Sinnvollerweise wohnen Hüsgen und Pohl unter einer Anschrift in einer wenig attraktiven Massensiedlung. Ob diese Anschrift zukünftig tatsächlich der gelebte Hauptwohnsitz von Pohl und Hüsgen sein wird, dürfte penibel geprüft werden. Sollten es die Bürgerbewegten in den Rat der Stadt Remscheid schaffen, sitzen auf den ersten Plätzen die Immigranten und nicht die Remscheider an den Fleischtöpfen der Steuerzahler, ein geplantes Geschäftsmodell, könnte man annehmen.

Termine
Am Samstag will Pro NRW von 11 bis 16 Uhr auf dem Ottoplatz gegen den Erdogan-Besuch demonstrieren. Bereits ab 15 Uhr will sich Pro Köln vor dem Hauptbahnhof mit ihrer Wahlkampfbude produzieren. Quelle

Kommentar
Die Presse berichtet fast täglich von Anzeigen und dem laufenden  Prozess gegen Pro Köln/NRW oder deren Mitglieder. Betrug, Ordnungswidrigkeiten, Tätlichkeiten, Verdacht auf Volksverhetzung und Aufruf zur Gewalt gegen Asylbewerber, möglicher Wahlbetrug und andere Delikte im Zusammenhang mit Kandidatennominierungen etc. zur Kommunalwahl werden dort genannt.

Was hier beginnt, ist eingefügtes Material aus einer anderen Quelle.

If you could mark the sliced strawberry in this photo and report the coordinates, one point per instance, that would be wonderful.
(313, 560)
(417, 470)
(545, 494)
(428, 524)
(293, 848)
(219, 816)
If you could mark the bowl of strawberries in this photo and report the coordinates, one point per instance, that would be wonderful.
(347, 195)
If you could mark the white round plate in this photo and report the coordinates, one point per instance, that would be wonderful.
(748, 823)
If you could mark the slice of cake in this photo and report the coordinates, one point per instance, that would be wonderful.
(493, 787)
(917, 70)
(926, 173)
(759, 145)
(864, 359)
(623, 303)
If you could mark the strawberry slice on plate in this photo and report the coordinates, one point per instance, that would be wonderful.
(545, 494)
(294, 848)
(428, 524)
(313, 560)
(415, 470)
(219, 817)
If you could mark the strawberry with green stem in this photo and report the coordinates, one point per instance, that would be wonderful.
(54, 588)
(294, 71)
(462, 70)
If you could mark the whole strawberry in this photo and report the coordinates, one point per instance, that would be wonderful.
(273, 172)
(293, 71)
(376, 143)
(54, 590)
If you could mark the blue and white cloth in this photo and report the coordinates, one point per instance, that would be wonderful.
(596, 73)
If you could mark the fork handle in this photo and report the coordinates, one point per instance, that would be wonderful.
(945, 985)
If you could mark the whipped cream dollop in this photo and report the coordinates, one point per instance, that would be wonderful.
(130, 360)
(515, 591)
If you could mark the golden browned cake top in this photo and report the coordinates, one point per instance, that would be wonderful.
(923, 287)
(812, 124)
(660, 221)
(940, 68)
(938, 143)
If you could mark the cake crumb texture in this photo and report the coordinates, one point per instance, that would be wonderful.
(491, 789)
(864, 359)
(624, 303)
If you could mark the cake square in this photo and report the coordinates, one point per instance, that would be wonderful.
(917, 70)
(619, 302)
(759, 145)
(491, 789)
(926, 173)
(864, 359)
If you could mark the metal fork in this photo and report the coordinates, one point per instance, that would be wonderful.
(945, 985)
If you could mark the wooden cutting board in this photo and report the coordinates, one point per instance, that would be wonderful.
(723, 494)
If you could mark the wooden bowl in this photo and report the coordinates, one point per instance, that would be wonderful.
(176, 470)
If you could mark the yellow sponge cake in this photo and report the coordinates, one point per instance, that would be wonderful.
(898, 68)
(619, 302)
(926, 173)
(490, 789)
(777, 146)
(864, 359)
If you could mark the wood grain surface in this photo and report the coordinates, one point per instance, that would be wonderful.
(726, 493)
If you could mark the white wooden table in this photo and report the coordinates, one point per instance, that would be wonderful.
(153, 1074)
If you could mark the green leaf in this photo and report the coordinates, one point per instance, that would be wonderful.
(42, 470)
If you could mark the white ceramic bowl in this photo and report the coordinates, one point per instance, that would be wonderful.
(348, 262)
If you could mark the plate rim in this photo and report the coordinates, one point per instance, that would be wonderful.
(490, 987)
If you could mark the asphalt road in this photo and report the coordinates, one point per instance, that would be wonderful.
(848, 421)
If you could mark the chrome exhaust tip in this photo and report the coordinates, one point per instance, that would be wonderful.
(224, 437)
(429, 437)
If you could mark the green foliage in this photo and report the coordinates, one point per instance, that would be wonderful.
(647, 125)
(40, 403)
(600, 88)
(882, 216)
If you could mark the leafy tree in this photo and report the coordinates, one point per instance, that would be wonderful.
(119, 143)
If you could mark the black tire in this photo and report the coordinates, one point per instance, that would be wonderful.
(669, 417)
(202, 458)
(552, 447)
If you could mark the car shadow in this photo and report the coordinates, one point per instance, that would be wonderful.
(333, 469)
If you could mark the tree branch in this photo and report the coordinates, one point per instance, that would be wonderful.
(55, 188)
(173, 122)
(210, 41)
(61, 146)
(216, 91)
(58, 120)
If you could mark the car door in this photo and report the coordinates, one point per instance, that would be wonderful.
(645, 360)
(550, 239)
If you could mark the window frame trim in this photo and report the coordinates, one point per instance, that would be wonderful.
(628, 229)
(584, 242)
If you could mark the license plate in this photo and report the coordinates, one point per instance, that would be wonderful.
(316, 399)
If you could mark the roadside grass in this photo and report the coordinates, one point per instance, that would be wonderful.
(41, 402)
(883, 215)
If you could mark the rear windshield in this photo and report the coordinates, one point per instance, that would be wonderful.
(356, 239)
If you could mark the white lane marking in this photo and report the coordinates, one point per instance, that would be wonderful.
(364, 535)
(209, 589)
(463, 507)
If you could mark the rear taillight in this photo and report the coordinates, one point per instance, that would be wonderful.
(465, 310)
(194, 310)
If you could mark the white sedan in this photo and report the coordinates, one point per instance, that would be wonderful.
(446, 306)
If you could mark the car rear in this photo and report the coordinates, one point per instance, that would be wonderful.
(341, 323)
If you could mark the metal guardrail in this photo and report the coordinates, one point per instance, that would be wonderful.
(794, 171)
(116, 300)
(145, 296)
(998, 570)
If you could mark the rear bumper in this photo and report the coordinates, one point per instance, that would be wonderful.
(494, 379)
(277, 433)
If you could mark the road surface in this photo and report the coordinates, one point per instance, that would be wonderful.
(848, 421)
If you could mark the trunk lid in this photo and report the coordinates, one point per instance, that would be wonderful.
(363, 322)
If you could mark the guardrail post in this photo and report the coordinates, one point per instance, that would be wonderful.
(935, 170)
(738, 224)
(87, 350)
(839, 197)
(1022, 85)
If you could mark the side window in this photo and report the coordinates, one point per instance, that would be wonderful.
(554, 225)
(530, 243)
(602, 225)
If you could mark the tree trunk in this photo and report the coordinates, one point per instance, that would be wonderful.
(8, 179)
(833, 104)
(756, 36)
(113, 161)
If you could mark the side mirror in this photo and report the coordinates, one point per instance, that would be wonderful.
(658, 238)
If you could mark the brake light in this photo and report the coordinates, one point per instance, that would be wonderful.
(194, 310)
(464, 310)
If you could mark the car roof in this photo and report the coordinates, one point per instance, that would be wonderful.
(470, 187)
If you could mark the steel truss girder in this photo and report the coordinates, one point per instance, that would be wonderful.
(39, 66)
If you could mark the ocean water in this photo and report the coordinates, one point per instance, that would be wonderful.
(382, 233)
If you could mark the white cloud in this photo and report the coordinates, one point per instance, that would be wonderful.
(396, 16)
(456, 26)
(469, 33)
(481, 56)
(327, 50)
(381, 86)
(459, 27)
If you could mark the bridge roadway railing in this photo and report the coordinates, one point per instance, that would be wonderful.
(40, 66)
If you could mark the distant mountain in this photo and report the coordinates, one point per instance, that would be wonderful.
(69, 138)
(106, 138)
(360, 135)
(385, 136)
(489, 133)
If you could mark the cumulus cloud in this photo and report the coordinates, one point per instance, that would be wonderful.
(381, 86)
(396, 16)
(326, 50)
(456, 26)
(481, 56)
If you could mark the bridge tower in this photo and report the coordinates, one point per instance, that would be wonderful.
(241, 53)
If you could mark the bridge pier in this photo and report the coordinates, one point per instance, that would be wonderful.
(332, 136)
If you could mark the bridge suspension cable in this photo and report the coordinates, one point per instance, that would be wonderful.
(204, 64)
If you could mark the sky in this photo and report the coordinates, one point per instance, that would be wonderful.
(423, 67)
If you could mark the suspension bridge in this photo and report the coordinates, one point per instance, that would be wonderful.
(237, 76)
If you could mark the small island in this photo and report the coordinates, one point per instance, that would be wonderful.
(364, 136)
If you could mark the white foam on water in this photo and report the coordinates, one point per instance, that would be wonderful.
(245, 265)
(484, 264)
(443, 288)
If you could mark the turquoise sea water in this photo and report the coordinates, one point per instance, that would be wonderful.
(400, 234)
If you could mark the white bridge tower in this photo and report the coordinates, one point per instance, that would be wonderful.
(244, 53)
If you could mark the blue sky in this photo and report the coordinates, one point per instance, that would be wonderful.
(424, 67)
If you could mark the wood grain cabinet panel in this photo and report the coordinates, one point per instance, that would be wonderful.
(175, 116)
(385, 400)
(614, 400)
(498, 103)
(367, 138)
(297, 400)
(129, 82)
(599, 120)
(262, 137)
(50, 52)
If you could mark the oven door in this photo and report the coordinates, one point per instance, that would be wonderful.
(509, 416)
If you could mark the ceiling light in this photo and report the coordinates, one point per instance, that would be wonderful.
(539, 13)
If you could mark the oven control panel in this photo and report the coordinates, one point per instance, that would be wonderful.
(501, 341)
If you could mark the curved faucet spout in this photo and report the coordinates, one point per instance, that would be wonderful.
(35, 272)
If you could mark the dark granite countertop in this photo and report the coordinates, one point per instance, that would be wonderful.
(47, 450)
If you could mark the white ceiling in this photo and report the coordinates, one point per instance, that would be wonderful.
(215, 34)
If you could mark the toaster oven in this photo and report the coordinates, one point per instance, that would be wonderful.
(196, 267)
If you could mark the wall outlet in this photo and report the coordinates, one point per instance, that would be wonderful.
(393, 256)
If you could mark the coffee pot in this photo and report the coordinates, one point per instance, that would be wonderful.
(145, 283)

Auch die gebetsmühlenartige Leier des Vierfachvorsitzenden „Wir sind nur in einem Punkt radikal…“ hat sich mittlerweise als lächerlich herausgestellt und erzeugt selbst bei einigen Parteimitgliedern nur noch ein mitleidiges Kopfschütteln. Auch der neue Verfassungsschutzbericht bringt es wieder auf den Punkt:

“Wenn sich ‘pro Köln e.V.’ und ‘pro NRW’ immer wieder geradezu demonstrativ zum Grundgesetz bekennen und sich gegen jede Form von Extremismus verwahren, wirkt dies taktisch motiviert. Agitation und Propaganda stehen auch in 2013 zumindest in Teilen in offenem Widerspruch zur vordergründig wirkenden Bejahung der Verfassungsgrundsätze des Grundgesetzes”, und weiter ist zu lesen:

“Die Verhaltensweisen von ‘pro Köln e.V.’ und ‘pro NRW’ richten sich gegen die freiheitliche demokratische Grundordnung. ‘Pro Köln e.V.’ und ‘pro NRW’ sind fremdenfeindlich. ‘Pro Köln e.V.’ und ‘pro NRW’ sind islamfeindlich. ‘Pro Köln e.V.’ und ‘pro NRW’ sind antiziganistisch. ‘Pro Köln e.V.’ und ‘pro NRW’ diffamieren Asylbewerber. Gerichte bestätigen die Einschätzung, dass ‘pro NRW’ und ‘pro Köln’ verfassungsfeindliche Bestrebungen verfolgen” deswegen gilt umsomehr:

„Am kommenden Sonntag keine Stimme für die „rechtsradikale“ als verfassungsfeindlich eingeschätzte Splitterpartei Pro NRW/Köln und ihren Möchtegern-Politikern zur Kommunalwahl allerorts, sowie ihrem Anführer Markus Beisicht zur Europawahl.